Teller looks through the slip. ‘It is not dated.’
Person collects slip and scribbles the date: Hands back to teller.
‘You did not write the account name properly.’ Teller says.
‘It is my account, I am depositing some money to myself, besides, what do you need the account name for, your business is with the account number.’ Person says.
‘Excuse me;’ Teller shouts. ‘I will not tolerate you teaching me my job.’
Person takes a deep breath, collects slip, looks at the clearly legible account name and draws a line over it then rewrites it above the cancelled one. He hands it back to the teller.
‘I am sorry,’ Teller says. ‘This is too rough. You will have to fill another deposit slip.’
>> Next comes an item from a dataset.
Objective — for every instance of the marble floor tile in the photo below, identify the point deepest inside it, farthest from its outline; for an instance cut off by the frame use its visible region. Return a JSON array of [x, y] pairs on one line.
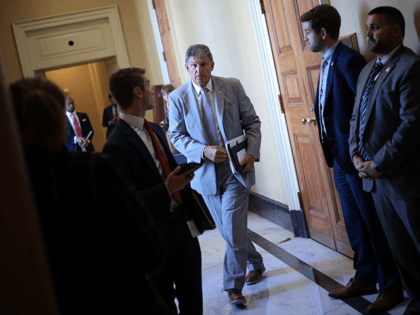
[[283, 290]]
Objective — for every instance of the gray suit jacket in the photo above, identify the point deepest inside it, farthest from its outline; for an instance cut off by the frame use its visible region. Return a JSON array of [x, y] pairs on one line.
[[392, 133], [235, 114]]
Person asks for Account closure form and closes the account. One customer bank loses one customer.
C’est Fini!
This is such a bad thing, it runs from the security guards who stand huffishly by the gate with their stained white shirts and their dark blue trousers and tell you that you cannot go inside and ask ‘what can you do?’ and ‘Who do you think you are?’ when you attempt to argue with them, to the secretaries who wear Ankara prints from the last Ileya festival to work and tell you in their saucy, impertinent voices: ‘you cannot see Oga right now because Oga is in a meeting, you must go and come back tomorrow or the day after or next year or never ever.’ Or ‘You must be stupid to think that I will let you into my Oga’s office, do you want to fight me? Come and fight me now, useless man. I will call the security to get rid of you. Nonsense!’ Meanwhile Oga is in his office and has absolutely no clue what his dumb secretary has been saying to his visitors. This impudence on the part of tiny, miniscule, insignificant employees trickles all the way up, quite unfortunately, to nurses in hospitals. High-heeled and brainless are many nurses on most working days especially in public hospitals. They spend all day shaving their nails and painting their faces and talking about other people’s businesses and shouting abuses at poor, miserable patients who have no choice but to tolerate the maltreatment. ‘Doctor is busy right now. You are going to have to exercise some patience. You are going to have to tell me what your sickness is. What are your symptoms?’ They say, as if they have anything inside their head, shaking their overly made up faces so vigorously, you fear that the makeup would fall out of the face. It is often irrelevant what the severity of the patient’s plight is. The doctor is always busy. If you can’t tell me what your problem is, then you may die here for all I care. Sometimes, nurses are the worst.
On a final note, I do have some friends who are nurses and it is fair to say some nurses, just as I am sure it is with a few bankers and some secretaries and some security guards, are absolutely delightful and lovable human beings. The problem is that it is easy to generalize when some parts are bad. I mean, what would you do if I gave ten berries and told you three were poisoned?